Member of the Missouri House of Representatives from the 135th district
- In office January 9, 1991 – January 8, 1997
- Preceded by: Jean Dixon
- Succeeded by: Roy Holand

Personal details
- Born: October 13, 1943 (age 82) Tulsa, Oklahoma
- Party: Republican
- Spouse: Jarret Murray

= Connie Wible Murray =

American politician

Connie Wible Murray (born October 13, 1943) is an American politician.

== Education ==
In 1965, Murray received a Certificate of Oral Hygiene from Temple University. In 1975, Murray earned a BA degree in English literature from Loyola College.

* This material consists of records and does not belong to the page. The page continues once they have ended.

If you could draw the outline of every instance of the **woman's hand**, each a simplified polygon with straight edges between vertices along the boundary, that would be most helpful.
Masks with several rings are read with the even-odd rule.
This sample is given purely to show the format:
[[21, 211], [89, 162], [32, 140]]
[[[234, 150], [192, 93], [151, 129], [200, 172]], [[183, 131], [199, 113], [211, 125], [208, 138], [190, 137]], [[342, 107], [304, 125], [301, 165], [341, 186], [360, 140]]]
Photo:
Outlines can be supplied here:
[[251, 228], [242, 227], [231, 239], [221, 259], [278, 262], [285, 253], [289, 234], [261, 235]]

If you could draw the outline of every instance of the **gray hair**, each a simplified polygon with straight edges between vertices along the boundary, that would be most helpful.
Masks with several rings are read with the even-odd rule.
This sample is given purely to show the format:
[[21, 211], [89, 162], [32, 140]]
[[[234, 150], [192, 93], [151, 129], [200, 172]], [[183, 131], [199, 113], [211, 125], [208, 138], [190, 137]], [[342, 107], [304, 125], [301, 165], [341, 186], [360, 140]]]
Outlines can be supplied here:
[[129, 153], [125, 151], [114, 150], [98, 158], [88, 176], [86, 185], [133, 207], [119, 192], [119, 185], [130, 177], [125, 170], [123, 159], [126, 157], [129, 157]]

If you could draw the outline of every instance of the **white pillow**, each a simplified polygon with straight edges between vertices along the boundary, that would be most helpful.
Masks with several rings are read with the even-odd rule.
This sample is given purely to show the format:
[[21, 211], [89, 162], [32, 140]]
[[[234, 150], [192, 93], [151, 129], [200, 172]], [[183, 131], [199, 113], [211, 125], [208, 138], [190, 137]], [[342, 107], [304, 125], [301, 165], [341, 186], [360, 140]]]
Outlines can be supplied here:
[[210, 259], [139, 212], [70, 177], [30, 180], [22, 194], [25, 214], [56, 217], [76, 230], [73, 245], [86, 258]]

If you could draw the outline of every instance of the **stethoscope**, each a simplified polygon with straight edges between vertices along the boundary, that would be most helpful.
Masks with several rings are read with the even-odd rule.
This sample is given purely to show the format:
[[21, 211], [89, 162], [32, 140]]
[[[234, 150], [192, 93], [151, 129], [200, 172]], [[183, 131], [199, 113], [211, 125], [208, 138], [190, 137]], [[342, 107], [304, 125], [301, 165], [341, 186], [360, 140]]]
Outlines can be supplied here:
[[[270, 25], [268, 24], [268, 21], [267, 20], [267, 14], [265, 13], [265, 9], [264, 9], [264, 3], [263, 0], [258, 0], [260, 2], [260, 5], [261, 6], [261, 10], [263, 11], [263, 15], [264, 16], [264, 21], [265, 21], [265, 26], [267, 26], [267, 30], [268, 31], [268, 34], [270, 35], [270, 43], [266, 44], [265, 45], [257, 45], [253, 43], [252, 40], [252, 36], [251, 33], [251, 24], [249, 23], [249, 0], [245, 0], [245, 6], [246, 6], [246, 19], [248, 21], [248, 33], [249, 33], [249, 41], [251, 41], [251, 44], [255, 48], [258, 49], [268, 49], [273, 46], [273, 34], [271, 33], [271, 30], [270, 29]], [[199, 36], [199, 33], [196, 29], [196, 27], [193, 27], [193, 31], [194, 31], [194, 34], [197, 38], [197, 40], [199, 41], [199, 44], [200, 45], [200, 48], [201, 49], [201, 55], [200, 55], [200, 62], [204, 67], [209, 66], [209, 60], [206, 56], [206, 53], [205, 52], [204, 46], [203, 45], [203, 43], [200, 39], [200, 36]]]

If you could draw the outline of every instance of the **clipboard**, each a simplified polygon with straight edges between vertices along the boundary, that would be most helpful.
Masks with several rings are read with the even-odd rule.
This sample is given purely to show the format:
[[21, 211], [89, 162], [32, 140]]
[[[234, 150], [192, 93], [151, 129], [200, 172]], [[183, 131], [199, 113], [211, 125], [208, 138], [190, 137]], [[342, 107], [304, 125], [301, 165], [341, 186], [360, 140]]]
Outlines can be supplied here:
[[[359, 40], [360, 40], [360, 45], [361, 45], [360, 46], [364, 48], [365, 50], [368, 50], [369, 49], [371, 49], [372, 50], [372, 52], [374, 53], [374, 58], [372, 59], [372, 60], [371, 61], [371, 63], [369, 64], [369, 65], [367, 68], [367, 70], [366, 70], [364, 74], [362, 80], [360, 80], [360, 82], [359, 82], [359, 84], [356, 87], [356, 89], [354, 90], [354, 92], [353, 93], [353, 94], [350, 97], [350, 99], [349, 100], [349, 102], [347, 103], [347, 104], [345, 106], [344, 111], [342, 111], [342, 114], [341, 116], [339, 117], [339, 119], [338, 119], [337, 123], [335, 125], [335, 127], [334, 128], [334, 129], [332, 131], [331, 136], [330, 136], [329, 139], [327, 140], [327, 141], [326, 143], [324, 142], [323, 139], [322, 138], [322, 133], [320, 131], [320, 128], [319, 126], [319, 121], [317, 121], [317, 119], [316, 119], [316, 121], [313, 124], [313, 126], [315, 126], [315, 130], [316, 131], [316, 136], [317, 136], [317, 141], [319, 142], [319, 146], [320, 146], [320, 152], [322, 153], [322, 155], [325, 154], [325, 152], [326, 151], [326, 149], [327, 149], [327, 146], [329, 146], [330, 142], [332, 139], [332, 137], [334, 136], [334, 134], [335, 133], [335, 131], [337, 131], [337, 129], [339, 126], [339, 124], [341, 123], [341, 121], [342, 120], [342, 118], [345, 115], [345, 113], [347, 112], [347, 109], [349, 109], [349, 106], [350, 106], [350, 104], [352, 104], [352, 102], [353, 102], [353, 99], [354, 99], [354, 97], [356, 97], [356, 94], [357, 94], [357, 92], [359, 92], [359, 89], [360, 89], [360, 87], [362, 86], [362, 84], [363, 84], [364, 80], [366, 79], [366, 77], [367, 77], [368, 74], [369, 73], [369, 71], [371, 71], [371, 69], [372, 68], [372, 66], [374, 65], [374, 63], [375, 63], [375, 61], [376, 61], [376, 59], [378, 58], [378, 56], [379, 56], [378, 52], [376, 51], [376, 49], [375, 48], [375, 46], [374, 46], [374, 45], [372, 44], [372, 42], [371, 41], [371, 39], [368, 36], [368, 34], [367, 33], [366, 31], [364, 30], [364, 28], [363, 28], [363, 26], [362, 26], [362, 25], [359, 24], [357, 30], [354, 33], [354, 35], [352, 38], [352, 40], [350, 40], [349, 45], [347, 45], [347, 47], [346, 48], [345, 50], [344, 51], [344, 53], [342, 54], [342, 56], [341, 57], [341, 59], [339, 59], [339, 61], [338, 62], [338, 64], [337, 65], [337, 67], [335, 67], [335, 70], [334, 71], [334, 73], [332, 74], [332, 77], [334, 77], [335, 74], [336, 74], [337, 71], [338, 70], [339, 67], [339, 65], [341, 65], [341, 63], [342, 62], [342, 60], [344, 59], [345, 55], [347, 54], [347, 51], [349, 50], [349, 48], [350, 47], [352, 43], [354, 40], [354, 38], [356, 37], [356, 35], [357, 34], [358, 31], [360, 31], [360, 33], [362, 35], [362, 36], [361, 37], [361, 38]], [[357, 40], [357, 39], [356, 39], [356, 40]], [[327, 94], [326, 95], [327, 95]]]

In 1980, Murray earned a Jurius Doctorate degree from the University of Maryland School of Law.

== Career ==
Murray served in the Missouri House of Representatives from the 135th district from 1991 to 1997.

== Awards ==
- 1992 Administration of Justice Award.
- 1994 Judicial Conference Legislative Award.

== Personal life ==
On May 4, 1995, Murray married Jarret Holland Murray, an insurance businessman, at the House chambers in Jefferson City, Missouri. Murray's ceremony was conducted by Missouri Supreme Court Chief Justice Ann K. Covington.
In the 1990s, Murray resided in Springfield, Missouri.